Di conseguenza essa presenta gli stessi vantaggi tipici della microirrigazione tradizionale tra i quali possiamo ricordare:
- la forte riduzione delle perdite d'acqua per evaporazione dal suolo e dello sviluppo delle malerbe;
- la somministrazione dell'acqua e del fertilizzante in posizione ottimale rispetto alle radici della pianta;
- la possibilità d'ingresso in campo di macchine per le operazioni colturali anche durante o subito dopo l'irrigazione;
- la possibilità d'impiego di acque moderatamente salate senza che ciò causi, tra un'irrigazione e l'altra, l'accumulo di sali a concentrazioni dannose per le piante;
- l'utilizzo di fonti idriche di modesta portata e di tubazioni di piccolo diametro quindi più economiche;
- l'elevato risparmio energetico.
Tuttavia rispetto alla microirrigazione praticata in superficie la subirrigazione presenta ulteriori
aspetti positivi come:
- L'ulteriore riduzione dell'evaporazione. Infatti i primi 15-20 cm del terreno rimangono
all'asciutto.
- Il maggiore approfondimento delle radici. Si è visto che interrando le ali gocciolanti le radici.
si sviluppano maggiormente e più in profondità rispetto ai tradizionali sistemi di microirrigazione.
- Il migliore assorbimento dei nutrienti. La subirrigazione a goccia provvede alla distribuzione
di precise quantità d'acqua direttamente nella zona esplorata dalle radici.

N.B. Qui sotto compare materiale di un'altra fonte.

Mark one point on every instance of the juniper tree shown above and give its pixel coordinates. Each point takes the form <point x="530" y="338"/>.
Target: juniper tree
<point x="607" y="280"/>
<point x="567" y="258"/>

- La riduzione delle malattie e degli agenti infestanti. Durante la stagione irrigua, lo strato
superficiale viene mantenuto asciutto perciò si riduce l'umidità sotto la vegetazione e di
conseguenza lo sviluppo di parassiti, soprattutto fungini.
- L'ulteriore facilitazione delle operazioni in campo. Il passaggio dei macchinari, utilizzati per
le diverse pratiche colturali, risulta più facile e il sistema d'irrigazione è meno ingombrante
perché tutti i tubi e i laterali sono interrati. Inoltre, rimanendo asciutta la superficie del terreno
dopo l'irrigazione, la trazione delle macchine sarà migliorata e la compattazione del terreno
minore;
- La possibilità di utilizzo delle acque reflue. L'erogazione al di sotto della superficie del terreno consente di utilizzare acque reflue opportunamente trattate.
Chiaramente esistono delle problematiche legate alla subirrigazione che bisogna accuratamente considerare nel valutare la convenienza di questa tipologia d'impianto. I suoi limiti sono legati, principalmente, all'impiantistica ed agli accorgimenti che richiede, finalizzati all'eliminazione o riduzione di problemi quali l'occlusione chimica, l'intrusione delle radici nei gocciolatori, l'aspirazione del terreno e gli attacchi da parte dei roditori. Inoltre un grosso limite è legato alla difficoltà di manutenzione. In presenza di rotture od occlusioni (difficili da rilevare), i costi diventano certamente maggiori degli impianti in superficie. Infine non bisogna dimenticare che la microirrigazione sotterranea è compatibile solo con lavorazioni minime e superficiali (può essere al limite eseguita una ripuntatura tra le file delle ali gocciolanti).